So, what's the food like?
A quick look on the internet and you will find that yes there is local cuisine but mainly the internet likes to shout that you can get anything that you can think of. Our nearest restaurant is Lebanese and the take away about 10 yards further on is an Indian. How can I tell from quarantine? The signs are neon, you can read them from space.
When we first arrived some kind person had been out and purchased some basic groceries for us. The thought was very much appreciated. The execution was equal parts hiliarious and disappointing. Firstly why does anyone need six cucumbers? Secondly with a distinct lack of gin what are we going to do with 7 lemons? Finally how badly thought of are the British as consumers of food that we might actually want these frozen burgers. Frozen burgers doesn't sound that bad but these are the ones from Iceland that come in the party sized bag of miscellaneous meat products. However, I cannot stress this enough, without those burgers we would have been eating very little our first night here so thank you whoever went and got them.
The next day though a job of the highest priority was to figure out how to get some groceries of our own. Enter the Bavisters. Richard and I know each other from a former school and from ripping around the south Devon countryside on bikes. As luck would have it, he now lives across the hall and kindly offered to collect our first grocery order. We could have arranged home delivery but when the welcome pack from the school suggests you get things delivered to the school as delivery drivers often require you to draw them a map, you're not filled with confidence. Anyway we wrote a list and with some tweaks on his part we got our first weeks shopping. There are, however, some differences. For example orange squash. Anyone British that has tried to buy orange squash outside of blighty might have found it difficult to come by but not impossible to substitue. For example in Canada it comes in a frozen can but it is ultimately the same thing. In the UAE it comes in a can but also in powdered form. Follow the instructions and it makes a concoction so strong that even the most surgar crazed six year old might think twice. There was also the prices, some of which were crazy. Admittedly the recipte wasn't all in English but it appeared that a whole chicken was about £3 but some chicken breasts were £17!.

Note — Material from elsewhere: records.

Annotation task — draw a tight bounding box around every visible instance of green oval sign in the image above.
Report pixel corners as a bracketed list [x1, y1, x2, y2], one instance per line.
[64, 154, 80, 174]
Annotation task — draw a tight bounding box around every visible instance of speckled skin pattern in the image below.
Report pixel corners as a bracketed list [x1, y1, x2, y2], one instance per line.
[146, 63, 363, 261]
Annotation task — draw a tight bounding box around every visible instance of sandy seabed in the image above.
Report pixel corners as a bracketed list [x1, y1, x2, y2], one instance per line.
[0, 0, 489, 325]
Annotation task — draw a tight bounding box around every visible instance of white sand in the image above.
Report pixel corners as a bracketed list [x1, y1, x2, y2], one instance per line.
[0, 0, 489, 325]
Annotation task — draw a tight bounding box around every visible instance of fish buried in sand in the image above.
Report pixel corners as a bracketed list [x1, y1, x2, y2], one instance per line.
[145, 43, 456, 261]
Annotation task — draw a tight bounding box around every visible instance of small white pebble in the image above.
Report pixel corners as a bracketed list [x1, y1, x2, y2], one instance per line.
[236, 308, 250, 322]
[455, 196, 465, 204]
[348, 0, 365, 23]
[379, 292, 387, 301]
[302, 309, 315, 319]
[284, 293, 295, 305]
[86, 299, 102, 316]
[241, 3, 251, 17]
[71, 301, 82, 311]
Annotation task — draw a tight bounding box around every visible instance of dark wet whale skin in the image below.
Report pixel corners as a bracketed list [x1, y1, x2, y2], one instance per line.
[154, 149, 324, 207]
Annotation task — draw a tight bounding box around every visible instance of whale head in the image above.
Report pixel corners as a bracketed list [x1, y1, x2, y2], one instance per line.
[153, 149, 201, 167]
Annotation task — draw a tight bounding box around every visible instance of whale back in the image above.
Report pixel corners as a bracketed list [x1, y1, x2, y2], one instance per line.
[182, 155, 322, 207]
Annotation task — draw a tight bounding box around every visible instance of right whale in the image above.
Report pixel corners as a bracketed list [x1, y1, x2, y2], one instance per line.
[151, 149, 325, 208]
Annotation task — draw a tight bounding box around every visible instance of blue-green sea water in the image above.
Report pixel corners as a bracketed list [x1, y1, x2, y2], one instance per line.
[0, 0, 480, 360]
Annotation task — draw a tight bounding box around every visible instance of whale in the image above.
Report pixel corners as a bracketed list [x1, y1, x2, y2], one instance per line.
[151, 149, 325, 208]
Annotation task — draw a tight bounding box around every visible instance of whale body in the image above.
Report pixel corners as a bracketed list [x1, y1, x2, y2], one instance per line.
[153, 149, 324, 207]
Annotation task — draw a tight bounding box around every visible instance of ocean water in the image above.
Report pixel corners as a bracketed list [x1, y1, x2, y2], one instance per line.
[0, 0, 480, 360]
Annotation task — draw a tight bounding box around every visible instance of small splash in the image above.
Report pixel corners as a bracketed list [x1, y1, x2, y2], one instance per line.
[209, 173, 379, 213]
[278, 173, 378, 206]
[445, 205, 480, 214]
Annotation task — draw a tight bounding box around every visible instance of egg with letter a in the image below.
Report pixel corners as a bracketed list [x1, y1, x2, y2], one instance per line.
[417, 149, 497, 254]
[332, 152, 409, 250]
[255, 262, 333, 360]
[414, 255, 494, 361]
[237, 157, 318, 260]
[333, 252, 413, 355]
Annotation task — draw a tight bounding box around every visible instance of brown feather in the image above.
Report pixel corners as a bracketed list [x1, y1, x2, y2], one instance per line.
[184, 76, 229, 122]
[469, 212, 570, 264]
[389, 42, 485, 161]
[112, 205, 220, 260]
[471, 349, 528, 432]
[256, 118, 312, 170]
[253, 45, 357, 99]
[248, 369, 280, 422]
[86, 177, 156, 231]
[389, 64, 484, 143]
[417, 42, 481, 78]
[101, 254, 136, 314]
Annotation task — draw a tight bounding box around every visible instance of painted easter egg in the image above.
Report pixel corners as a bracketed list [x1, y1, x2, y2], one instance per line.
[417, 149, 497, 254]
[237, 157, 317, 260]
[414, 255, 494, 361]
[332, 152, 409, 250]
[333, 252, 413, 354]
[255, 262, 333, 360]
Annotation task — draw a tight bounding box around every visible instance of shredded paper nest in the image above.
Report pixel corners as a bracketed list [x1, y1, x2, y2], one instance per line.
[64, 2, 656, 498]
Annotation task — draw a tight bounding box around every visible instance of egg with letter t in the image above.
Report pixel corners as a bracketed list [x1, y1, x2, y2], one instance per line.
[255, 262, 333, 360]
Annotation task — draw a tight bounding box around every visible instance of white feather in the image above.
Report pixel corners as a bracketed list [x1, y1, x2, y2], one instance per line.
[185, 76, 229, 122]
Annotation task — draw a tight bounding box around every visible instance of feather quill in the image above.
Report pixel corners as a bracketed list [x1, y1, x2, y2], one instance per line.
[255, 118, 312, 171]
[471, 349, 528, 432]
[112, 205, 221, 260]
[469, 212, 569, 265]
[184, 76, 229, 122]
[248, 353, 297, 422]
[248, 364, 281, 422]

The week pasted though and we didn't starve. Far from it with little else to do we ate, drank and watched netflix. What else would lazy millennial quarantined in a foreign country do? As the stock began to run low and we started to think about pestering our new neighbours for a restock, several emails dropped into our mail boxes. Firstly an email confirming that we would need to do the full 14 days in quarantine. We always thought this would be case but had hoped the rules may get relaxed. The second was an email asking for our grocery list and explaining she would be here in an hour to collect some cash. Wow, ok. Two hours later the door bell rang, we were asked to sign our labour contracts (unrelated to this story, also thought we had already done that) and to hand over some do, re, mi for the shopping. We promptly handed over a crisp 1000AED note (£200ish pounds in one note) which with equal promptness was tucked under the super secure paperclip attached to my unread labour contract and whisked away. A few hours later we were the proud owners of three different kinds of chillies, two different kinds of noodles, about a kilo and a half of ginger and way more chicken than I thought we had put on the list. There were other things as well but these where the ones that caught my eye.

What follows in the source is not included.